I Giudici della Corte d'Appello di Napoli hanno considerato "riduttiva" la sentenza di primo grado e hanno calcato la mano sulla natura ‘associativa' degli illeciti perpetrati e la volontà dei soggetti coinvolti per raggiungere determinati obiettivi come l'acquisizione di controllo dei vertici federali o maggiore visibilità mediatica per una migliore carriera. Il tutto sotto l'egida e il controllo di una unica persona: Luciano Moggi. Così, il ‘sistema' Calciopoli ritorna ancora prepotentemente alla ribalta e l'ex dirigente bianconero viene posto nuovamente al centro della scena perché esercitava un ruolo "preminente sugli altri sodali". Luciano Moggi nel processo d'appello è stato condannato a 2 anni e 4 mesi.

Moggi, il punto centrale – I Giudici d'Appello sono tornati con le motivazioni della sentenza al 2006, dando ampio spazio alle schede telefoniche straniere e all'"associazione a delinquere" attorno a Luciano Moggi e riportando l'uso delle "sim" distribuite dal dirigente bianconero a designatori, arbitri e dirigenti come "punto centrale" dell'intera vicenda.
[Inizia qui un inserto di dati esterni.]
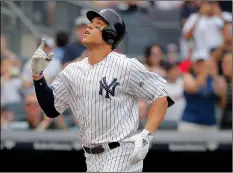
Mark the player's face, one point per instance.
(92, 35)
(31, 106)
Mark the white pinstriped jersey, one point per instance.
(104, 97)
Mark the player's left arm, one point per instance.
(148, 86)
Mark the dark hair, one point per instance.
(62, 39)
(147, 51)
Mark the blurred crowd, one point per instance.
(198, 71)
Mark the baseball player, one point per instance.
(103, 91)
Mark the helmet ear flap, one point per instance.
(109, 36)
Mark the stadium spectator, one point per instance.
(226, 120)
(62, 39)
(50, 72)
(154, 59)
(168, 5)
(75, 49)
(201, 96)
(188, 8)
(172, 53)
(175, 89)
(205, 28)
(218, 53)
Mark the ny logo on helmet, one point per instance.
(110, 89)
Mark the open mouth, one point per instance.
(86, 32)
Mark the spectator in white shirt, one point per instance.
(205, 28)
(175, 88)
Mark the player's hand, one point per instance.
(40, 60)
(141, 146)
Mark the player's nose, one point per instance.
(90, 26)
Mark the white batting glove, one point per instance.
(141, 146)
(40, 60)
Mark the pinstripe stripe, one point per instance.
(104, 120)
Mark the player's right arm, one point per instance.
(53, 100)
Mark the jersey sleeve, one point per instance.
(60, 93)
(144, 84)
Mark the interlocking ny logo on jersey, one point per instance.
(144, 142)
(110, 89)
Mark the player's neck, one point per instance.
(97, 54)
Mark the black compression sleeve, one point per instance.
(45, 98)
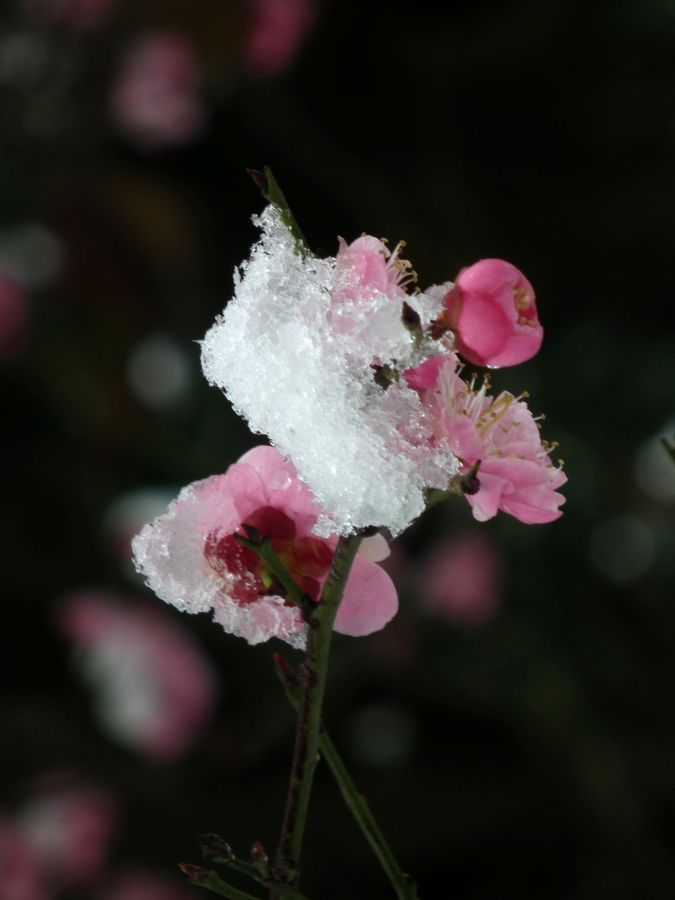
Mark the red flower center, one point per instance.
(307, 559)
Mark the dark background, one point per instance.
(529, 757)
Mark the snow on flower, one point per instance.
(191, 557)
(516, 473)
(278, 28)
(296, 351)
(491, 308)
(155, 99)
(154, 689)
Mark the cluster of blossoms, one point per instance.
(354, 376)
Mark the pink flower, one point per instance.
(155, 99)
(492, 311)
(461, 579)
(155, 690)
(278, 28)
(69, 829)
(516, 474)
(367, 267)
(191, 558)
(21, 874)
(80, 14)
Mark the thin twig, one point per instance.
(306, 752)
(403, 885)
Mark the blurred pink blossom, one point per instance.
(21, 874)
(492, 311)
(140, 885)
(13, 316)
(192, 559)
(80, 14)
(462, 579)
(155, 690)
(516, 473)
(155, 100)
(70, 829)
(277, 31)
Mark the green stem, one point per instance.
(404, 887)
(276, 196)
(306, 752)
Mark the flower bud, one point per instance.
(492, 311)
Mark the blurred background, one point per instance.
(514, 726)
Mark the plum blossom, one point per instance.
(461, 579)
(155, 99)
(154, 689)
(313, 332)
(277, 30)
(491, 308)
(192, 559)
(516, 473)
(70, 828)
(366, 267)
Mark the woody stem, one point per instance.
(308, 730)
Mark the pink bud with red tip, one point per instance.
(492, 311)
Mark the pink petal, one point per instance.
(369, 602)
(281, 487)
(425, 376)
(489, 498)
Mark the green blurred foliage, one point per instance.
(534, 753)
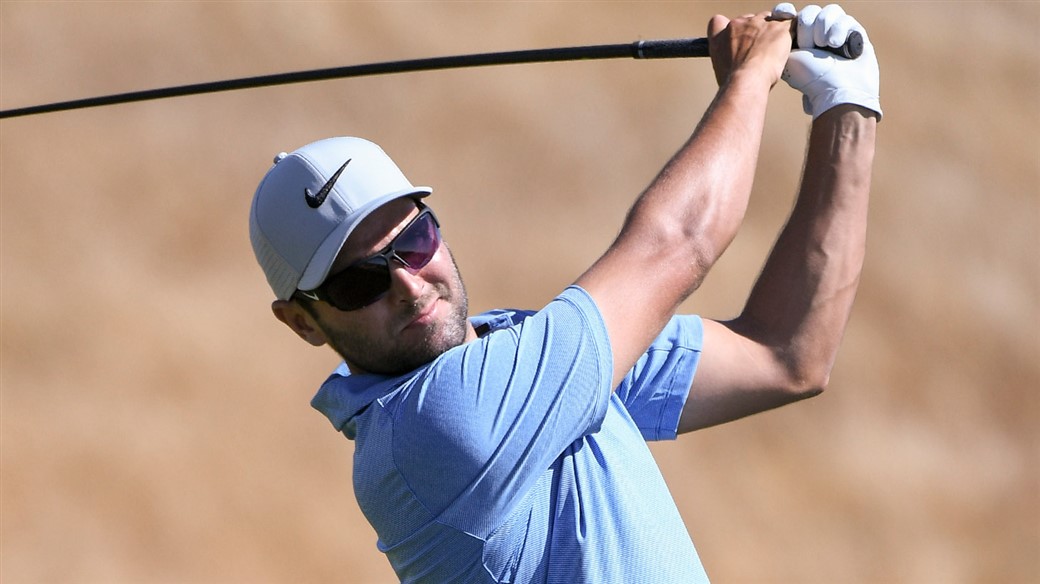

Dagli atti processuali si legge come Moggi esercitava un "ruolo preminente sugli altri sodali, dovuto non solo alla sua personalità decisa, ma al contempo concreta e priva di filtri nell'esporre le sue decisioni, ma anche per la sua capacità di porre in contatto una molteplicità di ambienti calcistici fra loro diversi e gestirne le sorti con una spregiudicatezza non comune".

Sodalizio. "Emerge con chiarezza un ruolo di rilievo nel sodalizio, ricoperto dagli imputati Pairetto, Bergamo e Mazzini, i quali in forza della funzione loro attribuita (i primi due designatori arbitrali, Mazzini vicepresidente Figc) hanno di fatto rafforzato il contesto e l'incidenza del sodalizio che, proprio per la loro funzione e per il loro contributo apicale, ha potuto operare per un lasso di tempo cospicuo con metodiche altrimenti assolutamente irraggiungibili, ovvero la scelta degli arbitraggi delle partite di campionato di serie A, e in parte di serie B, condizionata per precostituire griglie ed in parte per sorteggi indubbiamente ambigui".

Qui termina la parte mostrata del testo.